Use negative prompts sparingly
Good negative prompts remove common artifacts. Bad negative prompts become a giant bag of unrelated anxieties.
Good:
negative_prompt: ["blurry image", "distorted hands", "flat lighting", "text or watermark"]
Less good:
negative_prompt: [dozens of unrelated items that are unlikely to appear anyway]
Symptom -> fix guide
Problem: composition is wrong
Fix with:
- shot type
- camera angle
- focal subject
- subject placement
- lens choice
- depth layers
Problem: image looks flat or cheap
Fix with:
- stronger primary light source
- secondary rim or bounce light
- material and surface detail
- realistic shadows/reflections
- color grading direction
Problem: too busy / no focal point
Fix with:
- one primary subject
- simpler background
- explicit focus target
- fewer secondary objects
Problem: anatomy or hands are bad
Fix with:
- simpler pose
- fewer visible fingers/hands if hands are not essential
- medium shot instead of extreme close-up of hands
- natural action with clear limb positions
Problem: text is misspelled or ugly
Fix with:
- shorten copy
- put exact text in quotes
- define line breaks
- specify poster/ad layout
- choose a model with stronger text rendering
Problem: references are ignored
Fix with:
- reduce the number of references
- assign one explicit role per reference
- state what must be preserved from the base image
- declare priority if references conflict
Problem: image feels generic
Fix with:
- add a story moment
- add material specificity
- add camera/lens choices
- add atmosphere/weather/time of day
- replace vague style labels with concrete visual direction
Example high-control prompt
This example shows the general style of prompt that often produces strong results for complex scenes.

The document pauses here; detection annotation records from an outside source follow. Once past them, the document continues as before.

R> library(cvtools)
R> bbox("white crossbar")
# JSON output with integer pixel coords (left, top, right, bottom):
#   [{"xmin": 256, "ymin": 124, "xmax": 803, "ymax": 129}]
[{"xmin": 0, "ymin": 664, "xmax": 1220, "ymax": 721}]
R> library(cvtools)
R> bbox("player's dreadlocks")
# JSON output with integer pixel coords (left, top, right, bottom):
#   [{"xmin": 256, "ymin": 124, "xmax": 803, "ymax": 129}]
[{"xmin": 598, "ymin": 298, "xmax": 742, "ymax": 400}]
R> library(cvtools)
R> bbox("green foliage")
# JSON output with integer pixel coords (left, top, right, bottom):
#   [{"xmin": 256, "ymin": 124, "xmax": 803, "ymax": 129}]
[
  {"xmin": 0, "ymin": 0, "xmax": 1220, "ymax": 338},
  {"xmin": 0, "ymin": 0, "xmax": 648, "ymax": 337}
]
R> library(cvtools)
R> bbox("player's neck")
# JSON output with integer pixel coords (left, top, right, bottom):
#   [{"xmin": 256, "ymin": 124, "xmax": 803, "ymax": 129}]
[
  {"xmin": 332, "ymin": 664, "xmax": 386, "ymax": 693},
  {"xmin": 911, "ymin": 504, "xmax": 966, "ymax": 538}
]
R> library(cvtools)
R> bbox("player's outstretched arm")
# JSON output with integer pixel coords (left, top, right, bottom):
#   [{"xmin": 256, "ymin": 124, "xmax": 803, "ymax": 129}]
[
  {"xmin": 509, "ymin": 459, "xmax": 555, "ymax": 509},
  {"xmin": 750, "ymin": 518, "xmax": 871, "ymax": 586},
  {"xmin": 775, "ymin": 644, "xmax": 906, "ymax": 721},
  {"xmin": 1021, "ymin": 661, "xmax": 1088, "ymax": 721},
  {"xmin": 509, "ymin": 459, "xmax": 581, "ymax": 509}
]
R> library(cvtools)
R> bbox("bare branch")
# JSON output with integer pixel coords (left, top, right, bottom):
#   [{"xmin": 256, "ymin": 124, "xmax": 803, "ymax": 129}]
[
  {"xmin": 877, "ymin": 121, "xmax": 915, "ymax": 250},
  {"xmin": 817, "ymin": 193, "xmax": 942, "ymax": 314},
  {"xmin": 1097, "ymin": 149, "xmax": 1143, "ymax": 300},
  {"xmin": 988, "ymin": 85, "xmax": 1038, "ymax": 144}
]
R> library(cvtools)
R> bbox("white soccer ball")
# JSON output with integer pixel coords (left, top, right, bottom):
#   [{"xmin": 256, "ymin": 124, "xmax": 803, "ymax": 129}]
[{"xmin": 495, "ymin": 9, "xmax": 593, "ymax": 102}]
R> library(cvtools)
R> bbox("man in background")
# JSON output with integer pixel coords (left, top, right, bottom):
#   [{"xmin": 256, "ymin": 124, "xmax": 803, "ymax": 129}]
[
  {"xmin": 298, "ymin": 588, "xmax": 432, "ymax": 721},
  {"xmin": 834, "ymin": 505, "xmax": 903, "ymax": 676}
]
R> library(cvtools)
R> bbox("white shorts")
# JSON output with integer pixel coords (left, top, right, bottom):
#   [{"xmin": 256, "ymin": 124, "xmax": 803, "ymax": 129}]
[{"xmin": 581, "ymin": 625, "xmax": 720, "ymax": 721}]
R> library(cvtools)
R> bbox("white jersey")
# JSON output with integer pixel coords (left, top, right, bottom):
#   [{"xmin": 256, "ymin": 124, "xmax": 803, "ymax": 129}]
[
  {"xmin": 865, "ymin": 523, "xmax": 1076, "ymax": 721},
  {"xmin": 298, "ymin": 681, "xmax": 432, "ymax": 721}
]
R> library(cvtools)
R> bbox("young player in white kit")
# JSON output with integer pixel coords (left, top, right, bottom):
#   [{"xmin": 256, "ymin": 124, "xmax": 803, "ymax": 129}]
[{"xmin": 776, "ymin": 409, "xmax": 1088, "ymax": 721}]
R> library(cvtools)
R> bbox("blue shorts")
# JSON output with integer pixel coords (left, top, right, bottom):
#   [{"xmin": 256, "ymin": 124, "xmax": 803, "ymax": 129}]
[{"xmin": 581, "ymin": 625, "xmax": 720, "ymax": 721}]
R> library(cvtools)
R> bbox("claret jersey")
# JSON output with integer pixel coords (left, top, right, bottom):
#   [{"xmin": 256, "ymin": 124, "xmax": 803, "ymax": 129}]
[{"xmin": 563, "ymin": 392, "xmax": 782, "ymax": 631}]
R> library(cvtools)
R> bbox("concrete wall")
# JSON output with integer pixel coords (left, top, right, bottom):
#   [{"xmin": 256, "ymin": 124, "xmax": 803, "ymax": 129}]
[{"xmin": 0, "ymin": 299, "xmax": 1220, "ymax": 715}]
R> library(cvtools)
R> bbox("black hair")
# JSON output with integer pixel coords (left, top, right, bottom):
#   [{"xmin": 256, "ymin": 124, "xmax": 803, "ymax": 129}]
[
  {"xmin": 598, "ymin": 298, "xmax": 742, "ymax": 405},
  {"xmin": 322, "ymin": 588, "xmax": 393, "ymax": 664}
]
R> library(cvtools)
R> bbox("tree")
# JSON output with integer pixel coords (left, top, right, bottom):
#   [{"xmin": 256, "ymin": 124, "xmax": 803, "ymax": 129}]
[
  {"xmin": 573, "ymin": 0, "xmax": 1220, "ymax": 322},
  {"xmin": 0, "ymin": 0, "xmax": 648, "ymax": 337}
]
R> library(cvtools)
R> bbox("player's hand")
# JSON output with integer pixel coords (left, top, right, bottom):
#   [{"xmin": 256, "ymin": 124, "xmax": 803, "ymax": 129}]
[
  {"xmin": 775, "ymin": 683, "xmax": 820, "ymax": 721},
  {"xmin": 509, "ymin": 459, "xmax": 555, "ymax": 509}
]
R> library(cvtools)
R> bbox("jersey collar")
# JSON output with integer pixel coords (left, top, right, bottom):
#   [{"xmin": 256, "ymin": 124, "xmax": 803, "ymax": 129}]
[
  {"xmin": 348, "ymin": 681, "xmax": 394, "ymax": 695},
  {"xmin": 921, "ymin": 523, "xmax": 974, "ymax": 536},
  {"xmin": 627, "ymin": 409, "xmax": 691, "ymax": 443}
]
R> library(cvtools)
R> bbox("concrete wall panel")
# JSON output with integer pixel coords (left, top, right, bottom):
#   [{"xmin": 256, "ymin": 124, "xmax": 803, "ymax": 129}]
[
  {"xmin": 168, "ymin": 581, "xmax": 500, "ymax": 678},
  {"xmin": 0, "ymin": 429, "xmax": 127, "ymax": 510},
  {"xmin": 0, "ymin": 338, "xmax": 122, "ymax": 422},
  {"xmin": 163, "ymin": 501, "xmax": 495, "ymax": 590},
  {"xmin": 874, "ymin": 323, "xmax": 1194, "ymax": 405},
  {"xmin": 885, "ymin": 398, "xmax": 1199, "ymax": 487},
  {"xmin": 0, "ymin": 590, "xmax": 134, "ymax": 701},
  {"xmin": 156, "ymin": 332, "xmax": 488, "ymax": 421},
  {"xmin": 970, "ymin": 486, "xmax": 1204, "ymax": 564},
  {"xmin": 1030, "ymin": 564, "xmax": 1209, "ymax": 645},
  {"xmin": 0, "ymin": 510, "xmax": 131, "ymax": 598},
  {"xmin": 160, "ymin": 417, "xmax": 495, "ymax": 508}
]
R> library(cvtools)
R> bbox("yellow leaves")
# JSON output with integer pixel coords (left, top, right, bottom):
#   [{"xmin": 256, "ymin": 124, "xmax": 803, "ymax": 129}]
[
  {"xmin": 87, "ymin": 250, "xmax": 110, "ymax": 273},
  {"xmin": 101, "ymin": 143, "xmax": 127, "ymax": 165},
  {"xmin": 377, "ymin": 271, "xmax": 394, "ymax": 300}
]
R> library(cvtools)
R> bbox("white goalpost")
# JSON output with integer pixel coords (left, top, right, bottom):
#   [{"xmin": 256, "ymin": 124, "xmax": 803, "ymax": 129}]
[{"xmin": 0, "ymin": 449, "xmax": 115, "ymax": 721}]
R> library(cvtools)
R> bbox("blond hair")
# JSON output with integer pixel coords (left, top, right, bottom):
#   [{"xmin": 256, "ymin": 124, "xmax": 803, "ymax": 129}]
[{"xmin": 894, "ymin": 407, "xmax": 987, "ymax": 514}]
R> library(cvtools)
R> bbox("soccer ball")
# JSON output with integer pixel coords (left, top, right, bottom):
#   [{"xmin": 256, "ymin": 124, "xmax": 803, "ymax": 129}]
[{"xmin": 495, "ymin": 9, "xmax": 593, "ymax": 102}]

Create a cinematic fantasy-realist image with a clear focal point, believable lighting, and rich environmental detail.
```json
{
"title": "Bioluminescent Jungle Temple at Dawn",
"style": {
"genre": "fantasy realism",
"visual_aesthetic": ["cinematic", "ultra-detailed", "atmospheric", "mythic"]
},
"scene": {
"location": "ancient jungle temple courtyard",
"environment": "dense tropical rainforest",
"time_of_day": "early dawn",
"weather": "light mist after rainfall"
},
"composition": {
"camera_angle": "low three-quarter angle",
"framing": "wide shot",
"focus": "central altar and lone explorer",
"depth_layers": [
"foreground wet roots and glowing fungi",
"midground broken steps and altar",
"background towering ruins and canopy"
]
},
"lighting": {
"primary_light_source": "soft golden dawn light through the canopy",
"secondary_light_sources": [
"warm lantern glow",
"subtle bioluminescent cyan glow"
],
"mood": "mysterious, sacred, awe-inspiring"
},
"technical_preferences": {
"aspect_ratio": "16:9",
"lens": "24mm cinematic wide-angle",
"realism": "high"
},
"negative_prompt": [
"cartoon style",
"low detail",
"flat lighting",
"text or watermark"
]
}
```
Final quality checklist
Before you stop, make sure the image has the following:
- a clear focal point
- composition that matches the use case
- lighting that supports the intended mood
- believable materials and textures
- no obvious artifacting or accidental clutter
- text that is spelled correctly if text is present
- aspect ratio that suits the output channel
- prompt file saved for reproducibility if the task is important
Minimal agent playbook
When the user asks for an image:
- infer the deliverable type and aspect ratio
- choose a suitable image model
- write the prompt in a file if the request is non-trivial
- use structured prompting for complex scenes or edits
- generate once
- if the model produces multiple output images, review every single output before deciding which one(s) to use — do not just pick the first image
- inspect what is wrong
- revise only the necessary sections
- prefer prompt improvement over random model hopping
IMPORTANT: state of the art image generation models are expensive. Check with the user before revising images.
The fastest path to better image output is usually clearer direction, cleaner hierarchy, and more deliberate visual language.